Third, it is preferable that the oscillation frequency input to the fin of the sub PLL 20 responds to the desired frequency.

If this is expressed as a formula,

△ fmain> f _{TCXO /} R> 0.9 △ fmain

(1 + 2 × 10 ^-6 ) fosc> f _TCXO , N / R> (1-2 × 10 ^-6 ) fosc

Where N and R are integers greater than or equal to 4, Δfmain is the channel spacing of the main PLL 2, f _TCXO is the reference signal of the temperature compensation oscillator TCXO, and fosc is the oscillation frequency by the oscillator circuit 21. .

As described above, the present invention echo cancels by the main PLL and the sub PLL with the same loop constant, so that not only the echo cancellation is possible in the transfer band (modulation), but also the harmonic components and current consumption can be reduced, It can achieve about 100 times improvement, and in case of a mobile system (cell system), the reliability of the telephone line is not only improved (S / N increase of SAT) but also a set of voltage-controlled oscillator and high-quality PLL IC cost. This is reduced.
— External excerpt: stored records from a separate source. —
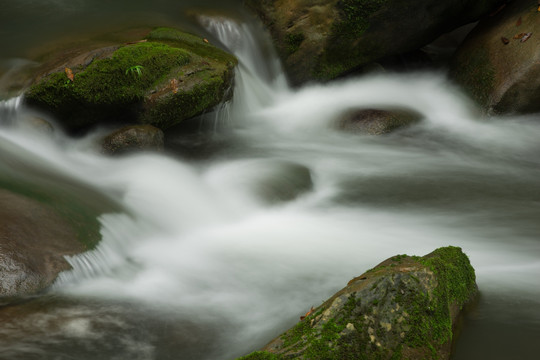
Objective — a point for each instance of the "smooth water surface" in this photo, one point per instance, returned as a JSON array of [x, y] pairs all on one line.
[[213, 256]]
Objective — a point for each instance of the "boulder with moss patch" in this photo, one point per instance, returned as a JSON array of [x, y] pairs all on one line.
[[404, 308], [320, 40], [161, 80], [499, 62]]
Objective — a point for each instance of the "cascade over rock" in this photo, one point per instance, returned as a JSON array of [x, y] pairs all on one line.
[[320, 40], [404, 308], [165, 78], [499, 62]]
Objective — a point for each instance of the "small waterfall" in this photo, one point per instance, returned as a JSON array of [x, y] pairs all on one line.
[[9, 110], [260, 79]]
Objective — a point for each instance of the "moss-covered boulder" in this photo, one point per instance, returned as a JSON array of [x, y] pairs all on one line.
[[323, 39], [133, 138], [377, 121], [499, 63], [33, 241], [404, 308], [160, 80]]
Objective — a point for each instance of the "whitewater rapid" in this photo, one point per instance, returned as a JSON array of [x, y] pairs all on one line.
[[202, 241]]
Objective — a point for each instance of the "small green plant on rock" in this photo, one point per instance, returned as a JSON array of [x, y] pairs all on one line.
[[135, 70]]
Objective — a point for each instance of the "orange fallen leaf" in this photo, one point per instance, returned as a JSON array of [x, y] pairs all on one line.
[[174, 85], [69, 73], [526, 37], [307, 314]]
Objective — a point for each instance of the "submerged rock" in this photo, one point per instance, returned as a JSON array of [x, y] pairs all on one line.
[[377, 122], [160, 80], [33, 242], [328, 38], [499, 62], [404, 308], [133, 138]]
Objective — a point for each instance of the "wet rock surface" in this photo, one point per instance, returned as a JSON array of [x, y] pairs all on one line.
[[33, 242], [161, 79], [499, 62], [324, 39], [404, 308], [133, 138], [376, 121]]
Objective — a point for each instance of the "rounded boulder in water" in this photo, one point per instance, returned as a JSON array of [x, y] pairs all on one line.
[[269, 180], [133, 138], [377, 122], [33, 242]]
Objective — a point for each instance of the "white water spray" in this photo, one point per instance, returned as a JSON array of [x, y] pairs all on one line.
[[201, 240]]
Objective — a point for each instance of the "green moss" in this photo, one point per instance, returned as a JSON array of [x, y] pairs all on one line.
[[293, 42], [455, 273], [261, 355], [429, 318], [424, 315], [183, 105], [346, 49], [191, 43], [106, 88], [355, 16], [476, 74]]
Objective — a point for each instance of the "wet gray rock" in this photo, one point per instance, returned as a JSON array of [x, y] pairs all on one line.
[[377, 122], [133, 138], [499, 62], [324, 39], [33, 242], [404, 308]]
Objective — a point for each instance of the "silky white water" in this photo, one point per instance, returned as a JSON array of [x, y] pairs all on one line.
[[211, 243]]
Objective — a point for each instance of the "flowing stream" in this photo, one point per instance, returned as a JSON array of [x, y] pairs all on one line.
[[211, 258]]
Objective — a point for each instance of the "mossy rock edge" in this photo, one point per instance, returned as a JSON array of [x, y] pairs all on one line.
[[161, 80], [404, 308]]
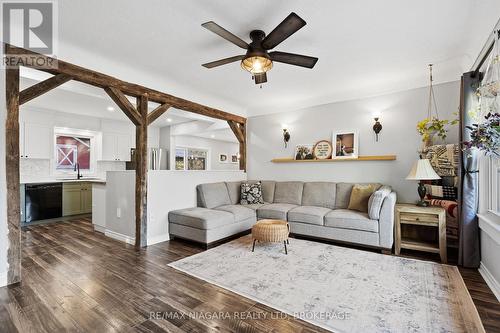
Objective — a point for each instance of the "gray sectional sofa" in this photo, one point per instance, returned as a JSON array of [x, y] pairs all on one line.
[[314, 209]]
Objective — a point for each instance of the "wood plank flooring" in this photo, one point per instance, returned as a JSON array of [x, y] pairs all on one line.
[[77, 280]]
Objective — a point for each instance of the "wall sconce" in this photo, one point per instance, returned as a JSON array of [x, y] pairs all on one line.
[[286, 135], [377, 127]]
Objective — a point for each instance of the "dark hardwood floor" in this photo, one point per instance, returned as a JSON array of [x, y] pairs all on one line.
[[77, 280]]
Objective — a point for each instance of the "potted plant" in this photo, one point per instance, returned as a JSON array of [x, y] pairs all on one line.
[[486, 136], [430, 127]]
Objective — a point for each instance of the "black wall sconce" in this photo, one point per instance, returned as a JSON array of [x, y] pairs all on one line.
[[377, 127], [286, 136]]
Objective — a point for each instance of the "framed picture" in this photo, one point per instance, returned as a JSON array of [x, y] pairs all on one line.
[[304, 152], [346, 144], [223, 158], [323, 150]]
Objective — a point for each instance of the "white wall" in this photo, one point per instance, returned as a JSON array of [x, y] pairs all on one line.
[[215, 148], [400, 113], [3, 186]]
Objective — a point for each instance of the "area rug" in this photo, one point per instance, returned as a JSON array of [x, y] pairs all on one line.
[[341, 289]]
In addition, the PLL method is used for eco-cancellation, which reduces three or more adjustment points compared to the existing ones, thereby reducing manufacturing costs and improving productivity. Accordingly, no adjustment is possible, which reduces circuit design and test time, as well as external insertion and Eliminating the need for adjustment components allows for surface mount, minimizing the volume of the product.

Claims (1)

In constructing a 1-PLL echo cancel circuit of a wireless device, a sub PLL (20) which receives a reference signal from a temperature compensation oscillator (TCXO) simultaneously with the main PLL (2); An oscillation circuit 21 composed of a coil L and a condenser Co so as to provide an oscillation frequency to the second mixer 9 and the sub PLL 20; The phase error signal of the sub PLL 20 is connected to the oscillation circuit 21 and the capacitor C1 through a third-order passive loop filter LF consisting of resistors R1 to R4 and capacitors C3 and C4. A first barrier cap V1 injected to loop the oscillation frequency; The output of the phase shift amplifier 10 connected in parallel with the first vari cap V1 and shifted in response to a modulated signal includes a second vari cap V2 for performing echo cancellation modulation through the resistor R5. Eco-cancel circuit of a wireless device characterized in that.